For many years, I've tracked the level of the S&P 500 as a proxy for the market, using a ratio between the index and GDP as a measuring tool. Last week, the market crossed a brightly painted line - 1,498 on the S&P 500, which is the midpoint value by my methods.

Measuring Market Level

For an explanation of this line of thinking, here's a link to an article I wrote in October 2011. Here's the current output of this model:

From a common sense point of view, with the market at its 50th percentile, there is no compelling reason to invest in stocks - nor is there any compelling reason to avoid them. For long term investors, it's constructive to look at expected returns, and weigh them against the risk of loss. For the purposes of this article, I'm thinking in terms of expected one year returns.

When the market is between 10 and 50 (out of 100) in terms of market level, capital appreciation for the next year averages 10.5%. From 50 to 90, it averages 3.5%, to which one could add the dividends. So we have now crossed the threshold into an area of lower expected returns, something on the order of 5.5% to 6.0%. There is no market level that doesn't have a positive expected one year return.

Measuring Risk

A primary cause of negative equity investment returns is financial stress. Here is financial stress, as measured by the STLFSI:

I did a study on this topic, and published the results here on Seeking Alpha. Here's a table, relating stress level to forward returns, again for one year:

Briefly, when financial stress is between 0 and -1, forward returns are very attractive at 11.8%, and positive 85.7% of the time. That's the power of the Fed. By way of a cautionary statement, when financial stress is extremely low, forward returns are negative. That's the Fed for you, or lack of prudential regulation of financial services.

Business Conditions

Let's take a look at business conditions, as measured by the Philly Fed.

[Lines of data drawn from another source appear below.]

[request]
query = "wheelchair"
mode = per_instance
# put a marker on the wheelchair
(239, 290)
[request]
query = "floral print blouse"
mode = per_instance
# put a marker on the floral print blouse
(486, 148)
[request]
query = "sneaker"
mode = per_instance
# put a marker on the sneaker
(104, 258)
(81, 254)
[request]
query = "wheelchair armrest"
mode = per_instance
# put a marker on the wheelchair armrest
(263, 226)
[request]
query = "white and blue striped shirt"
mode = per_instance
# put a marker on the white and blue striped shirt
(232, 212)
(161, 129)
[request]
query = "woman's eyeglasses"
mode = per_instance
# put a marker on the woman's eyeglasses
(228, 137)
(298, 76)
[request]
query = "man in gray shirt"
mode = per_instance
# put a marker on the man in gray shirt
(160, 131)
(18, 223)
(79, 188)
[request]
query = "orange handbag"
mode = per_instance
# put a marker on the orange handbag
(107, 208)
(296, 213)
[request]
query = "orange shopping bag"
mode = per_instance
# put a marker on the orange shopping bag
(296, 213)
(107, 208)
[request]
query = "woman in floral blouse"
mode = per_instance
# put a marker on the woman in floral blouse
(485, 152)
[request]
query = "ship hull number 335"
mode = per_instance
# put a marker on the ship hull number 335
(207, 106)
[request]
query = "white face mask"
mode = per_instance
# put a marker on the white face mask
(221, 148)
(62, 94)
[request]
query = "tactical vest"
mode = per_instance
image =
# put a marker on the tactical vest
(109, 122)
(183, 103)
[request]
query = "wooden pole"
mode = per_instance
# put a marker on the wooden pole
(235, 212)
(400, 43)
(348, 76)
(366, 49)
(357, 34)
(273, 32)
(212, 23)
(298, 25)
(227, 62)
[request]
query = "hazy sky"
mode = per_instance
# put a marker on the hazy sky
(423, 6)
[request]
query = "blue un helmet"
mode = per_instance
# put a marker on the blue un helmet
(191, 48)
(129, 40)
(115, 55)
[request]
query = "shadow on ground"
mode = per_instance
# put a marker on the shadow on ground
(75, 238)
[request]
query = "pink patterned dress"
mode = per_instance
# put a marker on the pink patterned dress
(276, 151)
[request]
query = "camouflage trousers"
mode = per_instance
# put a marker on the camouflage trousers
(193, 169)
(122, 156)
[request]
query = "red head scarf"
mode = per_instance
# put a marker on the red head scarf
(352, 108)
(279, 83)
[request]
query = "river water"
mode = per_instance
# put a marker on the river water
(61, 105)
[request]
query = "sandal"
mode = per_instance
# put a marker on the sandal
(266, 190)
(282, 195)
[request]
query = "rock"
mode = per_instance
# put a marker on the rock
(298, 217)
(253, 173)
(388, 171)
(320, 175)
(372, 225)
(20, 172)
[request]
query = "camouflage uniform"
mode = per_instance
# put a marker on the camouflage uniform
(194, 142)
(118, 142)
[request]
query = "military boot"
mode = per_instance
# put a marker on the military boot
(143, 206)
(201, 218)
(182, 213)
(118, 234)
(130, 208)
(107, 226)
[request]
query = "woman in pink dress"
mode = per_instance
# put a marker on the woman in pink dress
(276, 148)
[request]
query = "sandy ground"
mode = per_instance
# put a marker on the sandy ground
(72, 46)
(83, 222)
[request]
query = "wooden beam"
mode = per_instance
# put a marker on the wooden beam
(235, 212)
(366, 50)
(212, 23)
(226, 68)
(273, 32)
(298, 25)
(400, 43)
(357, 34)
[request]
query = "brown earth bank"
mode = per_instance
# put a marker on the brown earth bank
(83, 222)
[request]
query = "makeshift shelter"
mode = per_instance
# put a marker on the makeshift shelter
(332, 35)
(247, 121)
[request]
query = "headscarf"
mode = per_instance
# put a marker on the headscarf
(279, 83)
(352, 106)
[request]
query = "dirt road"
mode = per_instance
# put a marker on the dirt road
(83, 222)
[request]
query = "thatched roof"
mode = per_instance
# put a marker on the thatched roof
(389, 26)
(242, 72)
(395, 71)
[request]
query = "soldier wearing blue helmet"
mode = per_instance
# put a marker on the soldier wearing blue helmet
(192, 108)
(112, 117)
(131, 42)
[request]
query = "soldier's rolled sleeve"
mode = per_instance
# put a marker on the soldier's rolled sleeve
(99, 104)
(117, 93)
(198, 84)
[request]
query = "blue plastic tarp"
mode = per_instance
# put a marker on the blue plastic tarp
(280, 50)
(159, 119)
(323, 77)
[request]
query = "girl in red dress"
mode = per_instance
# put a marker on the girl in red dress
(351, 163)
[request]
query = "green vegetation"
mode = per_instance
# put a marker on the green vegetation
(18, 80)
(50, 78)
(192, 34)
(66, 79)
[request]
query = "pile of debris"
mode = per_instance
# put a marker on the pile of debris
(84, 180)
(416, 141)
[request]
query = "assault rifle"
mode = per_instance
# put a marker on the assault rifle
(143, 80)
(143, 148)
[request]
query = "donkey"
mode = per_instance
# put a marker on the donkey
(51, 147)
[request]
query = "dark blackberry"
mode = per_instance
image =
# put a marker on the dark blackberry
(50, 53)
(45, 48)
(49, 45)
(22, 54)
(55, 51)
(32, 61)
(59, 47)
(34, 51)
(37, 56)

Conditions are positive. As a practical matter, one year forward returns are not as sensitive to business conditions as one would imagine. They are better when conditions are above average, 0 to 1, and poorer when below average, 0 to -1, but nothing to hang your hat on for investment decision making. Again, a cautionary statement: when business conditions are extremely good, one year forward returns are poor.

Investment Implications

Financial Stress and Business Conditions portray relatively low risk, and are at levels associated with acceptable one year forward returns. Market level is at the midpoint, and at a level associated with relatively weak forward returns.

I've been transitioning my portfolio from an emphasis on Deep Value toward a strategy based on selecting from among stocks with Dividend Growth credentials. Based on my interpretation of the information discussed above, I expect to have time to make the transition in an orderly fashion. Meanwhile, I'm building a hedge with deep in the money S&P 500 puts, while volatility is low and premiums are affordable. I add to the hedge each time SPY advances by $1.